The story of HOPE not hate’s campaigning

The phrase HOPE not hate was first coined as a campaigning tool, in order to differentiate our more hopeful message with the hatred of the British National Party (BNP). It quickly became the name of the organisation and it continues to be an excellent way to define who we are and our campaigning. Our CEO Nick Lowles explains more.

From the very beginning, we knew we just couldn’t be ‘anti’. Many people, especially those we needed to engage with most, were put off with negative campaigning and wanted to support something more positive.

Stressing the ‘HOPE’ in our work is – and has always been – vital. Time and again we have sort to extenuate what people have in common, find positive stories and uplift inspiring voices.

Our campaigning takes place around elections, within communities and digitally online. For the first few years of our existence it was largely focused around defeating the BNP in elections. We identified and targeted anti-BNP voters with passionate pleas to turn out and vote, we identified those who could be convinced by addressing their issues of concerns and debunking the myths circulated by the far right. For those who our message is least likely to reach, we either ignored them, so as not to irritate them enough to vote, or produced harder hitting leaflets highlighting the extremist or criminal nature of the far right candidate or party.

A central premise of our approach was to localise our campaigning. We knew that every area was different and people got rightly annoyed when they believed that they were being told how to think or behave by people who did not understand them or their issues. We produced regular local newsletters, customised for the local communities we were campaigning in, worked in our target areas all year round and relied heavily on local voices to carry and amplify our messages.

HOPE not hate is well known for its campaign to defeat the BNP in Barking and Dagenham in 2010, when, over the course of three months, we distributed 355,000 newspapers, leaflets and letters across the borough in a bid to stop the far right party from winning control of the council. The mobilising of 541 people for one day of action, who together delivered 92,000 newspapers in four hours, was the biggest single turnout of any party or campaign group in the 2010 General Election campaign. Two weeks later, another 395 people helped delivered another 55,000 leaflets. The heavy defeat of the BNP in the election led to the party imploding.

While Barking and Dagenham might have captured most attention, we worked tirelessly and over a far longer period in other areas of the country, including Burnley, Oldham, Bradford and Sandwell.

One of the key elements of our campaigning is to always treat voters – even those who are likely to be attracted to the far right – with respect. People support the far right for a whole host of reasons, so understanding this, addressing their concerns and gently introducing new concepts to them is crucial.

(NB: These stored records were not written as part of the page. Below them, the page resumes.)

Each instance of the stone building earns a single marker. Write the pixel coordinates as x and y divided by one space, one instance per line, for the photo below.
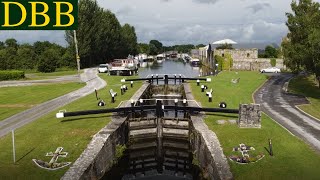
243 59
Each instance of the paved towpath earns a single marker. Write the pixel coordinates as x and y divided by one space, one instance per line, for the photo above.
18 120
280 106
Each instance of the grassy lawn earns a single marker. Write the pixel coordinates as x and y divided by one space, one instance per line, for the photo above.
17 99
47 133
38 75
293 159
307 86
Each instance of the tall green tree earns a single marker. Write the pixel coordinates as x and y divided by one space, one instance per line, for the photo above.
155 47
301 47
129 40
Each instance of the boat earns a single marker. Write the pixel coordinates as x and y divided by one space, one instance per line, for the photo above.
195 62
150 60
160 58
123 67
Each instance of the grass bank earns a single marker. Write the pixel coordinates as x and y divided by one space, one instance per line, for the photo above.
293 159
47 133
305 85
18 99
39 75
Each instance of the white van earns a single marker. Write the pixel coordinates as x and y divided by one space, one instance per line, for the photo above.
103 68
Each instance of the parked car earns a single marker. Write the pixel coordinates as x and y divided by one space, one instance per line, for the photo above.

After the collapse of the BNP in 2010, our attention turned to challenging the threat of the English Defence League. Again, we approached this from the perspective of turning the threat posed by an EDL demonstration into an opportunity to bring communities together. We sought common ground between communities against an external threat, got people to think about what they like about where they live and addressed real or perceived divisions in a real and constructive way.

We rarely supported counter-demonstrations, believing this only heightened tensions and alienated locals, preferring instead to organise positive and peaceful cross-community initiatives before and after the day of the EDL demonstration.

One of our strengths of our campaigning work is that it draws on the knowledge, experiences and skillsets of other elements of HOPE not hate. We rely heavily on our research team to alert us to the threats and to our opponents plan, while we use our Policy team’s understanding of the drivers of fear and hate to help design our messaging.

We increasingly use sophisticated data analysis to help guide our campaigning. In the Batley and Spen parliamentary by-election, held in June 2021, we produced different leaflets for different areas of the constituency, based on the likely political and attitudinal views of voters.

We also organise online, both mobilising our supporters to take action or by highlighting and even shaming social media companies, politicians and or the media more generally. In 2011, we took on the Daily Star and secured a commitment from its editor and the Managing Director of its parent company to stop writing about, and promoting, the EDL. More recently, we have used our online campaigning to force social media companies to remove extremist content and change their policies and algorithms.

Campaigning is an agent for change and as such will remain at the heart of our work.